Hypothalamic PituitaryAdrenal Axis Dysfunction in Schizophrenia

A number of different groups measuring the HPA axis at rest have observed hypercor-tisolaemia and elevated ACTH levels in schizophrenia though this is not a universally reported finding [3-9]. There are probably a number of reasons why this is the case but the 3 most likely are differences in methodology, patients were receiving antip-sychotic medication at the time of testing, or patients had been abruptly withdrawn from medications in order to produce a 'medication-free' scenario. Antipsychotics dampen activity of the HPA axis and such actions may occur via or independently of their actions on various monoaminergic systems [10]. Support that schizophrenia itself may be associated with increased HPA axis activity has come from endocrine and neuroimaging studies in drug-naive first-episode patients (10% larger pituitary volume) and high-risk subjects (who showed a 20% increase of developing psychosis with each further 10% increase in pituitary size) [11].

Dynamic challenges of the HPA axis have also provided conflicting results probably for the same reasons quoted above. That aside, the dexamethasone suppression test (dexamethasone normally inhibits the secretion of ACTH and cortisol) is abnormal in nearly 50% of subjects with schizophrenia [12] though this is not a very sensitive test as such findings have also been shown in post-traumatic stress disorder [13] and Alzheimer's disease [14]. Delta-9-tetrahydro-cannbinol, an active cannabis ingredient, when given to subjects with schizophrenia results in high cortisol levels and can cause a heightening of positive, negative and cognitive symptoms [15]. ACTH increases are greater in patients than matched controls when metabolic stress is induced centrally by 2-deoxy-D-glucose (2-DG) [5] while some investigators have shown that CRH-stimulated ACTH and cortisol are normal; however, pretreatment with dexamethasone leads to increased cortisol secretion in patients with established schizophrenia [16].

Vasopressinergic function is altered in schizophrenia as is indicated by the higher than expected rates of syndrome of inappropriate antidiuretic hormone section [17, 18]. Furthermore, osmotic stimuli [19] resulted in patients secreting greater amounts of ACTH and cortisol despite secreting similar amounts of AVP, while Jansen and Gispen-de Wied [20] subjected patients to psychosocial and physical stressors but found that only the former resulted in a blunted cortisol response.
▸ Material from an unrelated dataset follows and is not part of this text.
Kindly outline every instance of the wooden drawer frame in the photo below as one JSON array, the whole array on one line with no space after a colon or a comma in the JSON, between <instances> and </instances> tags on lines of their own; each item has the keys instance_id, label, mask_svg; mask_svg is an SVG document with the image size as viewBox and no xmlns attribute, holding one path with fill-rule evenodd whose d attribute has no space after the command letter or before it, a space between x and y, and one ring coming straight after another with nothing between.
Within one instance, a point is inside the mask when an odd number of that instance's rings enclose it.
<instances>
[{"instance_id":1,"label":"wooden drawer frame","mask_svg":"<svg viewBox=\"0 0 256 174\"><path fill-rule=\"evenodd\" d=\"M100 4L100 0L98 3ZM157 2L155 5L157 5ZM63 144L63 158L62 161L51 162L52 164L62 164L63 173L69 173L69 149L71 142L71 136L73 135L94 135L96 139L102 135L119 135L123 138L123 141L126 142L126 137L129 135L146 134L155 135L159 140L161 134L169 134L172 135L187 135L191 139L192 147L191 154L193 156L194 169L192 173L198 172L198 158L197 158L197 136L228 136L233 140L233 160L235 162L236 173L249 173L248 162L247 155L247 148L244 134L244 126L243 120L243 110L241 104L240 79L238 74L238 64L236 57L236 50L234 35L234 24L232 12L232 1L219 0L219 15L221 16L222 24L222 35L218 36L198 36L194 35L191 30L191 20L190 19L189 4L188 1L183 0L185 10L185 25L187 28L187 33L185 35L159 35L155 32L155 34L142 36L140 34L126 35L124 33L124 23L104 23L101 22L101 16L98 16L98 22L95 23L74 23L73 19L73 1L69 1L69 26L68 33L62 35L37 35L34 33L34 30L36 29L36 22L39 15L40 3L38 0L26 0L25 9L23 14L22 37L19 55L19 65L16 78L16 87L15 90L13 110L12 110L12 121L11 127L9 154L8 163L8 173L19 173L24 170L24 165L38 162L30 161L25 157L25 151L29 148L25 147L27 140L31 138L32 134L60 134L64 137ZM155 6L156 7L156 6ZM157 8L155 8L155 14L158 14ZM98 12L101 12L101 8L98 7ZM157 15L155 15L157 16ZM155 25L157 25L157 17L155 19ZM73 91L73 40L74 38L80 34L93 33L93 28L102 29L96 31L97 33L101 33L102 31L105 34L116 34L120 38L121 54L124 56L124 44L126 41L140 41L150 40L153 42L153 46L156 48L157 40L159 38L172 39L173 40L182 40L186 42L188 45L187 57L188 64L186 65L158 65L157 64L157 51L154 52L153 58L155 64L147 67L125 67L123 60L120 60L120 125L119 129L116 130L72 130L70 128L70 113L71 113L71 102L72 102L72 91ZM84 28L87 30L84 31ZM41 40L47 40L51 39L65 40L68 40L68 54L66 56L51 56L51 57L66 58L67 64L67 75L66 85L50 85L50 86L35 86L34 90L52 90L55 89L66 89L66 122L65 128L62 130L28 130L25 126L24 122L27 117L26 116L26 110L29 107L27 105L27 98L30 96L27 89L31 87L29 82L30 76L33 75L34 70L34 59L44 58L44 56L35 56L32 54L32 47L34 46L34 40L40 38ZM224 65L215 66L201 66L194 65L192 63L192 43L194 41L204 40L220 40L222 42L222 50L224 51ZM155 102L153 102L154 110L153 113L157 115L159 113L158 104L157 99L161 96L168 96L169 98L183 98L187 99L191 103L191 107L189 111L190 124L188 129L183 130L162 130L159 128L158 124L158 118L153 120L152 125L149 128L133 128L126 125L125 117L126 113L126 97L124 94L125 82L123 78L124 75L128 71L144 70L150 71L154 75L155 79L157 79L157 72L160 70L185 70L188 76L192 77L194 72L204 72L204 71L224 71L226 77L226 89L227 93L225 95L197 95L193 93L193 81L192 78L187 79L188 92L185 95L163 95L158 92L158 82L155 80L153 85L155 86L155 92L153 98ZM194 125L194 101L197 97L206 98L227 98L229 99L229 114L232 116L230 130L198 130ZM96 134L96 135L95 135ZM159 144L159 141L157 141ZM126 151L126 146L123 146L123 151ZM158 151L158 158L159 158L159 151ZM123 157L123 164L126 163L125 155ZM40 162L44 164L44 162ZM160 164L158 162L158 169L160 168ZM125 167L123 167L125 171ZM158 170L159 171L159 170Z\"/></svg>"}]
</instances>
Metoclopramide is unique in its ability to stimulate AVP release and does so without altering plasma intracellular glucose deprivation, osmolality, or peripheral haemodynamics [9, 21-24]. Walsh et al. [25] have shown that metoclopramide induced patients to secrete higher levels of ACTH and cortisol though AVP responses were similar in first-episode drug-naive patients and their matched controls, a finding that may be explained by the fact that conditions of chronic stress increase pituitary responsiveness to AVP [26].

Altered stress responses in schizophrenia may have genetic underpinnings as is suggested by the findings that unaffected siblings of those with schizophrenia have exaggerated ACTH responses to stress [27], while Myin-Germeys et al. [28] have shown that those at high risk have increased behavioural sensitivity to daily life stressors. Brunelin et al. [29] have shown that 2-deoxyglucose induces a greater release of ACTH and homovanillic acid (a breakdown metabolite of dopamine and nora-drenaline) in patients with schizophrenia with siblings have a response intermediate to probands and controls.

Lack of or poorly functioning GR can also lead to an overactive HPA axis and such changes have been seen in subjects with schizophrenia. i.e. GR mRNA numbers in the frontal cortices, amygdala and hippocampus (dentate gyrus, CA1, CA3 and CA4) [30, 31] although these changes also occur in other psychiatric illnesses such as bipolar disorder and major depression [32]. Further evidence of GR dysfunction may come from the observation that acutely administered dexamethasone leads to growth hormone release in healthy controls; a response dependent upon dexamethasone acting on GR located within the hypothalamus [33]. In schizophrenia, Thakore et al. [34] have shown that dexamethasone-induced growth hormone responses are blunted, indicating either a central reduction or dysfunction of GR.